If there is to be a long-term focus on towns then it has to be around what their future is and how to achieve it. Our work on anchor towns advocates the evolution of some towns as lynchpins within their region. They are connected to surrounding places, offer a mix of business and consumer services, have capacity for growth and a core of public services and anchor institutions. Their development can help to re-balance development in Wales and change the fortunes of the wider regions they are in. This is important because towns make up a significant proportion of the places the population of Wales works and lives. They are intrinsic to the economy in Wales. As the OECD has observed on productivity growth, Wales is confronted with a choice; a distributed model where no single region is the main contributor, or a concentrated model where “frontier” regions are the principal contributors. Both have advantages and disadvantages. Whatever one the Welsh government decides to pursue, towns will important for achieving it.

A different narrative

Crucially, anchor towns also build on what makes a town what it is – its character and identity. Including through its cultural, civic, community and public life. Every town is unique in some way and no two places are the same. The identities of places are fundamental to their success, progress and  very survival. In our recent valleys manifesto, we advocate designating a ‘new town’ along the heads of the valleys corridor, as part of a network of anchor towns could be a catalyst for an enhanced valleys identity, as well as new investment. How towns view themselves and how others view them, their story and narrative, is important yet sometimes overlooked. They have tangible impact on where places are going. From choosing to make a life somewhere; starting a family, setting out in business or having the confidence to invest in a place – the narrative and identity of that place matters enormously for determining its future.

With the right support, imagination and buy in, Anchor towns can be help unleash the full potential of some towns, which, whatever happens over the year ahead, will continue to be fundamental to Wales’ success.

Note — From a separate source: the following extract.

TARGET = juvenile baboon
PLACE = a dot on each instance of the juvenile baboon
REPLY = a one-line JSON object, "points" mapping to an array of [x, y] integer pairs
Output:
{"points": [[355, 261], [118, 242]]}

Helen Cunningham is policy and research officer at the Bevan Foundation

Leave a Reply

In Print

Exchange Magazine »

Exchange 17: Autumn 2020

Wales’ best policy and politics magazine! This bumper issue reflects on the impact of Coronavirus on Wales’ economy and society, and highlights some ways forward to recover, renew and reset Wales in its aftermath. This issue includes articles by: Darren […] »

Events »

Friday Connect: February 2021

We warmly invite you to our new, informal discussions – Friday Connect Many of us feel we have too many online meetings, but they can also be a great way of connecting with others especially when we can’t meet in […] »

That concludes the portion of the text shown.